From b36fa1ffff00d521df1d3f901e7f63a7bfe2f23a Mon Sep 17 00:00:00 2001
From: Luke Kenneth Casson Leighton <lkcl@lkcl.net>
Date: Mon, 19 Jul 2021 16:24:48 +0100
Subject: [PATCH] do in-place swap

---
 src/openpower/decoder/isa/fastdct-test.py |  3 +--
 src/openpower/decoder/isa/fastdctlee.py   | 24 ++++++++++-------------
 2 files changed, 11 insertions(+), 16 deletions(-)

diff --git a/src/openpower/decoder/isa/fastdct-test.py b/src/openpower/decoder/isa/fastdct-test.py
index 872cfb5c..7de2281e 100644
--- a/src/openpower/decoder/isa/fastdct-test.py
+++ b/src/openpower/decoder/isa/fastdct-test.py
@@ -28,13 +28,12 @@ import fastdctlee, naivedct
 class FastDctTest(unittest.TestCase):
 
     def test_fast_dct_lee_vs_naive(self):
-        for i in range(3, 4):
+        for i in range(3, 10):
             n = 2**i
             vector = FastDctTest.nonrandom_vector(n)
             expect = naivedct.transform(vector)
             original = fastdctlee.transform(vector)
             actual = fastdctlee.transform2(vector)
-            actual = original
             self.assertListAlmostEqual(actual, expect)
             expect = naivedct.inverse_transform(vector)
             actual = fastdctlee.inverse_transform(vector)
diff --git a/src/openpower/decoder/isa/fastdctlee.py b/src/openpower/decoder/isa/fastdctlee.py
index b27caa6c..ef879a89 100644
--- a/src/openpower/decoder/isa/fastdctlee.py
+++ b/src/openpower/decoder/isa/fastdctlee.py
@@ -24,7 +24,7 @@
 #   or other dealings in the Software.
 #
 #
-# Modifications made to in-place iterative DCT - SPDX: LGPLv3+
+# Modifications made to create an in-place iterative DCT - SPDX: LGPLv3+
 # Copyright (c) 2021 Luke Kenneth Casson Leighton <lkcl@lkcl.net>
 #
 # The modifications made are firstly to create an iterative schedule,
@@ -42,10 +42,7 @@
 #   the top half is read in reverse order (7 6 5 4) and written out
 #   to the target 4 5 6 7.  the plan was to do this in two stages:
 #   write in-place in order 4 5 6 7 then swap afterwards (7-4), (6-5).

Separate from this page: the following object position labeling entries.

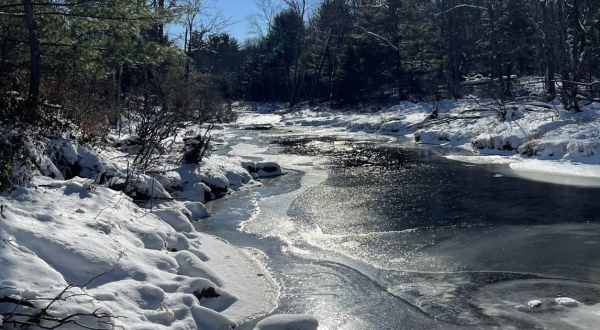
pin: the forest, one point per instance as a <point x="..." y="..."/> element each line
<point x="89" y="54"/>
<point x="91" y="63"/>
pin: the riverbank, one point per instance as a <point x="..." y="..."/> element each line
<point x="531" y="136"/>
<point x="93" y="243"/>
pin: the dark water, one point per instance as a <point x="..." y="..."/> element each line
<point x="397" y="237"/>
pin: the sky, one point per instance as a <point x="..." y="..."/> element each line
<point x="237" y="10"/>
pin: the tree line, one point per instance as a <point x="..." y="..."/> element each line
<point x="97" y="60"/>
<point x="98" y="56"/>
<point x="349" y="51"/>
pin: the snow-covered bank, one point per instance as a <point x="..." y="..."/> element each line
<point x="91" y="242"/>
<point x="148" y="269"/>
<point x="535" y="136"/>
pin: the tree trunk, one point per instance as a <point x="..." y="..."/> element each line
<point x="34" y="48"/>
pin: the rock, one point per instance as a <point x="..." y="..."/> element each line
<point x="266" y="169"/>
<point x="567" y="302"/>
<point x="285" y="322"/>
<point x="206" y="293"/>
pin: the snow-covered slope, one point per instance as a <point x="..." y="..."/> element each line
<point x="146" y="268"/>
<point x="539" y="136"/>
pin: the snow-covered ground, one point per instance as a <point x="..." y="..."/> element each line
<point x="531" y="136"/>
<point x="80" y="252"/>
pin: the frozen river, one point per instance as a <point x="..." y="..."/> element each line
<point x="366" y="232"/>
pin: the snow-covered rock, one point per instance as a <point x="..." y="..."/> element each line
<point x="197" y="210"/>
<point x="266" y="169"/>
<point x="567" y="302"/>
<point x="147" y="268"/>
<point x="288" y="322"/>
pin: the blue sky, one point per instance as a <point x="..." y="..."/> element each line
<point x="237" y="10"/>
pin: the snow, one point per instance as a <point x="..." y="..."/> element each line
<point x="138" y="257"/>
<point x="149" y="264"/>
<point x="288" y="322"/>
<point x="567" y="302"/>
<point x="557" y="167"/>
<point x="533" y="136"/>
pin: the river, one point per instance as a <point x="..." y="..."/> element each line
<point x="372" y="232"/>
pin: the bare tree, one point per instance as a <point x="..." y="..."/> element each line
<point x="260" y="22"/>
<point x="201" y="17"/>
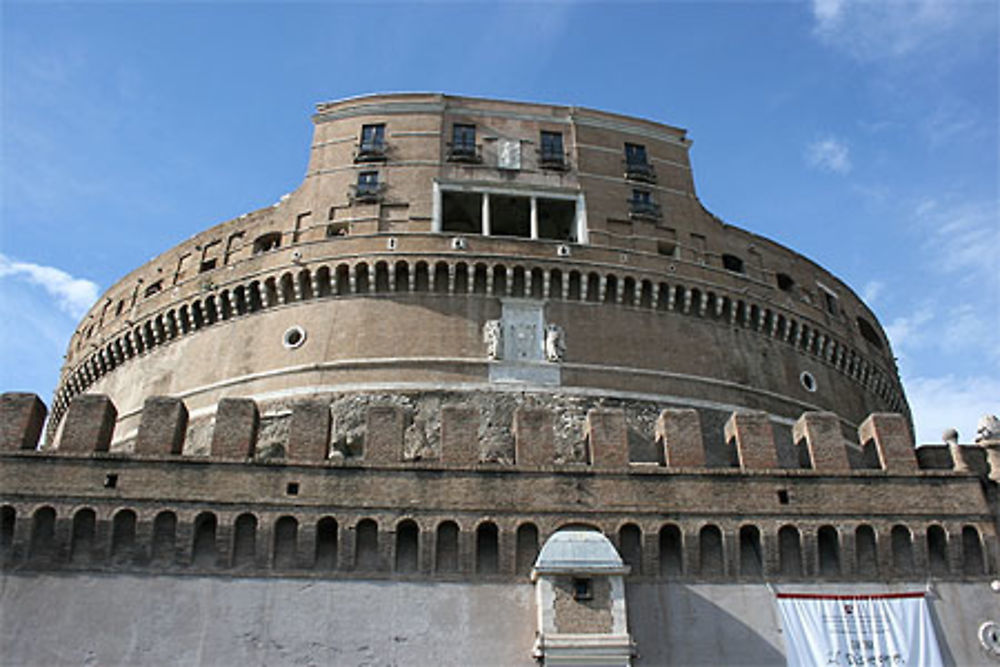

-#   the insight then was: to modify the *indirection* indices rather
-#   than swap the actual data, and then try the same trick as was done
-#   with the bit-reversed LOAD.  by a bizarre twist of good fortune
-#   *that was not needed*!  simply swapping the indices was enough!
+#
 # End result is that once the first butterfly is done - bear in mind
 # it's in-place - the data is in the right order so that a second
 # dead-straightforward iterative sum can be done: again, in-place.
@@ -147,7 +144,7 @@ def transform2(vec):
     ri = [ri[reverse_bits(i, levels)] for i in range(n)]
 
     # and pretend we LDed the data in bit-reversed order as well
-    vec = [vec[reverse_bits(i, levels)] for i in range(n)]
+    vec = [vec[ri[i]] for i in range(n)]
 
     size = n
     while size >= 2:
@@ -166,7 +163,7 @@ def transform2(vec):
                 coeff = (math.cos((ci + 0.5) * math.pi / size) * 2.0)
                 # normally DCT would use jl+halfsize not jh, here.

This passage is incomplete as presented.